What is most bizarre about these types of arguments is that they are treated seriously. To my mind, the Canadian military has a reputation that is envious. Canada does not fight aggressive wars; it has "punched above its weight" in important international conflicts, it has fought "the good fight" in defense of people under threat, it has promoted peacekeeping. Mistakes have been made with the Canadian military. Lives have been needlessly lost and, in a couple of recent occasions, the military was asked to do jobs that it had not the training or manpower to do. Such qualifications, I think, does not detract from the enviable international reputation of Canada and its military. Yet, what was being proposed by the advocates of the economic rationale for war had nothing to do with this heritage. It devalued the Canadian military and placed it in the service of industry looking to maintain its market.
If we put all of this together, we get what I described above as a horrible argument for war: ignoring the lives of innocent civilians, abrogating a military heritage of high ideals, transforming the military into a mercenary force whose goal is to fight in distant lands so trucks continue to flow across the border, asking Canadians to kill and die for this objective. Such an argument for war devalues the lives of Canadian soldiers and civilians in other countries (in this case Iraq) alike. It is predicated on a rejection of what our military stands for.
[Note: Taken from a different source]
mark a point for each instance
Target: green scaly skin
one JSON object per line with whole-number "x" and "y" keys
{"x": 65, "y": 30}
What is more, none of this, it turns out, was needed. Despite forecasts of impending doom, the US did not close the border and, aside from some symbolic measures, took no actions against Canada. In other words, the economic rationale for war also mispainted Americans and their government. It portrayed them as vindictive and small minded. It portrayed them as a people -- and a government -- that could not reason (after all, nearly 20% of US exports go to Canada so economically penalizing Canada, say, but limiting economic interaction across the border so hitting economically at Canada would also harm the US) and would not reason. It would instead lash out. It portrayed them as a people, and a government, who had no respect for autonomous decisions reached by what is, for the US, a foreign country. The opponents of the war have been rightly criticized for stereotyping Americans. Yet, it seems to me, that the proponents of the economic argument for war paint at least as bleak a picture of the US.
There were other reasons why some people promoted Canadian involvement in the Iraq war. Those reasons bear consideration. I just don't have time to address them here. The economic argument -- one important argument that was made at the time -- is, however, deeply flawed. Not only does it disregard innocent lives, transform the Canadian military into a mercenary force, and is built of misleading analogies, it also deploys stereotypes of the irrational petty American. These arguments, in my view, just don't amount to good reasons for military engagement. If you care about the military and its history, believe that civilian lives are worth more than free flowing Canada/US border traffic, and think of the US as a complex and mature democracy ... well, I'd guess you think pretty much the same way I do.